Drake is the Finance Commissioner on his university’s Associated Students organization. He supervises the funding process, which allocates thousands of dollars to student clubs and societies each term. In order to receive funding, clubs and societies must fill out funding proposals, which detail past spending, proposed budgets, and possible revenue streams.
One of Drake’s close friends, Alex, is crafting a funding proposal for his club, and asks Drake to meet and review the proposal before he submits it. Drake directs Alex to the online resources and tip guides Associated Students provides to help guide student organizations through the funding process, but Alex values Drake’s expertise in the area and wants personal guidance for his club’s proposal.
Drake loves the club’s idea.

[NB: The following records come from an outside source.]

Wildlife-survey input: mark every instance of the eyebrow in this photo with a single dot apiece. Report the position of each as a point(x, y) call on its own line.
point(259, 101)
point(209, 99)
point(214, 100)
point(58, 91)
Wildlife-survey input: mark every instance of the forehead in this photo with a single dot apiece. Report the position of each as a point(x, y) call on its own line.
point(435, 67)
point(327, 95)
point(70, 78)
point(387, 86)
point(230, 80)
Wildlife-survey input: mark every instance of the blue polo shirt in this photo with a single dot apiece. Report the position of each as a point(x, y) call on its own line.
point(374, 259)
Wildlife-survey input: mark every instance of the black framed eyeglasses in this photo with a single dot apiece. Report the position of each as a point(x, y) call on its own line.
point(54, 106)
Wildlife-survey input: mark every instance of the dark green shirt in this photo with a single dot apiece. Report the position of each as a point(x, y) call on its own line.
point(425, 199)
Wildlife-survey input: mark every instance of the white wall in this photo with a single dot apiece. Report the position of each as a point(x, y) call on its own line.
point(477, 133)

It is a proposal the school has been talking about for years, and someone has finally decided to attempt to implement it. Drake knows students would love the event and would really benefit from the opportunity to attend the program, but wonders if it is fair to provide assistance. If Drake meets with Alex, he will be able to provide specific advice that will ensure Alex’s proposal is approved, and that seems unfair to other student groups. Drake wishes he could offer personalized guidance to every student organization, but far too many proposals are submitted each quarter to meet with each group individually. If Drake chooses not to review the funding request, he knows Alex will be upset. After all, Alex has already put in the work to craft the full proposal. He is only asking for some friendly advice on improving it. Drake is conflicted. He worries that in providing friendly advice, he will compromise his professional ethic.
What would you do in Drake’s situation? If he reviews the proposal, is Drake helping a friend or providing an unfair advantage to a specific student organization? How do you use your position and expertise to benefit the people close to you? Where do you draw the line between the personal and professional?